What Is a Guardianship or Conservatorship?

What Is a Guardianship or Conservatorship and When Is It Necessary?

The purpose of a guardianship or conservatorship is to ensure that continuing care is provided for you if you are unable to take care of yourself or your property. An illness or disability alone is not sufficient reason for guardianship or conservatorship. A guardianship or conservatorship will be imposed only if you are determined to be incapacitated and in need of a guardian or conservator.

The granting of guardianship or conservatorship is done through a Living Probate proceeding. During this public proceeding, testimony is given as to your state of ability and the Court determines whether or not you are incompetent and in need of a guardian and/or conservator.

Although it varies from state to state, Living Probate usually involves these steps:

  • Papers are filed in court to declare that you are legally incompetent.
  • Interested parties will be notified.
  • A notice of the hearing will be published.
  • A hearing will take place.

Before appointing a guardian or conservator, the Judge must be persuaded that:

  • You are incapacitated;
  • You need someone to make personal decisions for you and/or manage your affairs; and
  • The proposed guardian or conservator is suitable, willing, and able.

What is the Difference Between a Guardian and a Conservator?

A guardian is an individual, organization, or State agency appointed by the Probate Court to make decisions on your behalf. Once the court appoints a guardian for you, you are then known as a “ward.”

The Probate Court may give the guardian the authority to make decisions about you, such as:

  • Where you will live,
  • Whether you go into a facility, and
  • What medical treatment you will receive

A conservator, on the other hand is an individual, corporation, or State agency appointed by the Court to protect and manage your money and property. The person under conservatorship is called a “protected person.”

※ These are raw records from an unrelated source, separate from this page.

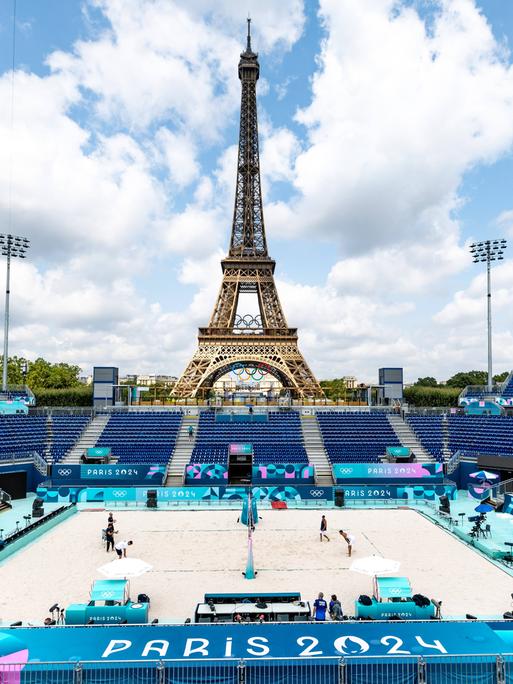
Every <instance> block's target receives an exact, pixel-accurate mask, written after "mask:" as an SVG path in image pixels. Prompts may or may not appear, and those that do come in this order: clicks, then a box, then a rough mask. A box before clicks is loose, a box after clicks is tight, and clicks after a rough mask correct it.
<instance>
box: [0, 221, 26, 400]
mask: <svg viewBox="0 0 513 684" xmlns="http://www.w3.org/2000/svg"><path fill="white" fill-rule="evenodd" d="M29 247H30V240H28V239H27V238H25V237H20V236H18V235H11V234H10V233H8V234H7V235H5V234H3V233H0V248H1V250H2V256H4V257H7V275H6V280H5V315H4V361H3V369H2V371H3V372H2V391H3V392H6V391H7V370H8V366H9V296H10V294H11V291H10V284H11V258H14V257H19V258H20V259H25V253H26V251H27V250H28V249H29Z"/></svg>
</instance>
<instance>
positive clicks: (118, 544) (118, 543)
mask: <svg viewBox="0 0 513 684" xmlns="http://www.w3.org/2000/svg"><path fill="white" fill-rule="evenodd" d="M133 543H134V542H133V541H128V542H126V541H119V542H118V543H117V544H115V545H114V548H115V550H116V553H117V554H118V558H126V550H127V548H128V547H129V546H132V544H133Z"/></svg>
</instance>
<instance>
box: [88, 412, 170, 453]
mask: <svg viewBox="0 0 513 684" xmlns="http://www.w3.org/2000/svg"><path fill="white" fill-rule="evenodd" d="M181 422H182V414H181V413H179V412H178V411H144V412H143V411H133V412H130V413H113V414H112V415H111V416H110V419H109V421H108V422H107V424H106V426H105V428H104V430H103V432H102V433H101V435H100V437H99V439H98V441H97V442H96V445H95V446H98V447H110V449H111V451H112V455H113V456H114V458H116V459H117V461H118V463H168V462H169V460H170V458H171V456H172V454H173V450H174V448H175V443H176V438H177V434H178V431H179V429H180V424H181Z"/></svg>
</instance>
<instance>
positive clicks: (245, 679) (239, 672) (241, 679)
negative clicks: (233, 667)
mask: <svg viewBox="0 0 513 684" xmlns="http://www.w3.org/2000/svg"><path fill="white" fill-rule="evenodd" d="M237 684H246V663H245V662H244V661H243V660H239V662H238V663H237Z"/></svg>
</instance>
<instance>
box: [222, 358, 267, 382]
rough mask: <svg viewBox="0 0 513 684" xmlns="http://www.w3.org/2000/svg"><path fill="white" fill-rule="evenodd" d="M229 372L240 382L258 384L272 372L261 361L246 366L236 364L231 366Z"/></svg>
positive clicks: (265, 364) (242, 364)
mask: <svg viewBox="0 0 513 684" xmlns="http://www.w3.org/2000/svg"><path fill="white" fill-rule="evenodd" d="M231 371H232V373H234V374H235V375H236V376H237V377H238V378H239V380H241V381H242V382H248V381H250V382H260V380H263V378H264V377H265V376H266V375H267V374H268V373H271V372H272V370H271V367H270V366H269V365H267V364H266V363H263V362H262V361H257V362H255V363H252V362H250V363H248V365H245V364H243V363H240V362H237V363H234V364H232V367H231Z"/></svg>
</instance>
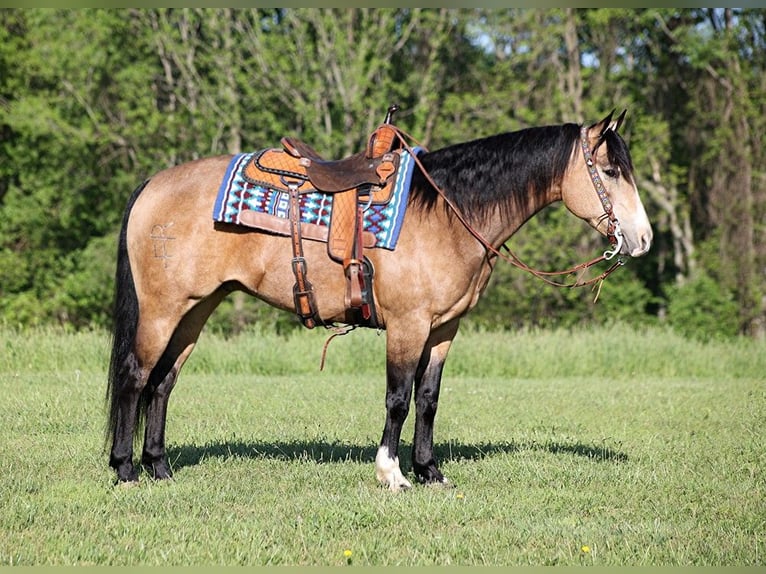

Some people are able to make responsible decisions in some but not all areas of their lives. In such situations, a guardianship or conservatorship will be limited by the Probate Court to only those areas in which you do not have the capacity to make responsible decisions.

For example:

  • A guardianship could be limited to providing consent for medical treatment; or
  • The Probate Court could limit a conservatorship by specifically withholding from a conservator the power to sell certain assets.

The same person can be both guardian and conservator or there may be a different person for each responsibility. Any suitable, willing and able adult or institution, or certain State agencies, may be appointed guardian or conservator. The Probate Court will make the final decision based on your best interests.

What Will It Cost to Obtain a Private Guardianship or Conservatorship?

There are several costs involved in filing for guardianship or conservatorship. They are as follows:

  • Fees to the Probate Court for filing the petition;
  • Fees charged by the physician or psychologist for evaluating the individual’s capacity, writing the report required by the Court and testifying; and
  • Fees paid to the Visitor, Guardian ad Litem or Attorney.

There may also be attorney’s fees if the individual opposes the guardianship or conservatorship.

What Are the Disadvantages and Advantages of a Guardianship or Conservatorship?

One of the biggest disadvantages of a guardianship or conservatorship is that the court proceedings are public. This opens you up to embarrassment since the intimate details of your incapacity and finances are discussed at length and debated.

Other disadvantages include:

  • Expense
  • No guarantee that you would have agreed with the court appointed guardian or conservator

A major advantage of a guardianship is that the courts watch every move the guardian makes in relation to the assets. Some feel this provides increased protection, as well as establishing the authority of a guardian, since third parties must deal with the guardian due to the court’s supervision.

When is It Not Necessary to Have a Guardianship or Conservatorship?

Not everyone who is incapacitated needs a guardian or conservator. In some cases someone may already have the legal authority to make decisions on behalf of that person. Some common legal arrangements are:

  • A Living Will
  • A Power of Attorney for Health Care
  • A Durable Financial Power of Attorney
  • A Revocable Living Trust

Depending on the circumstances, a guardianship or conservatorship may not be necessary if a person who is now incapacitated previously executed one or more of these documents and the documents encompass the types of decisions that need to be made.

If you want to plan ahead to avoid Living Probate, you can contact a qualified estate planning attorney. They will be able to help you put together the necessary powers of attorney and a Revocable Living Trust estate plan that will include provisions for both your incapacity and death.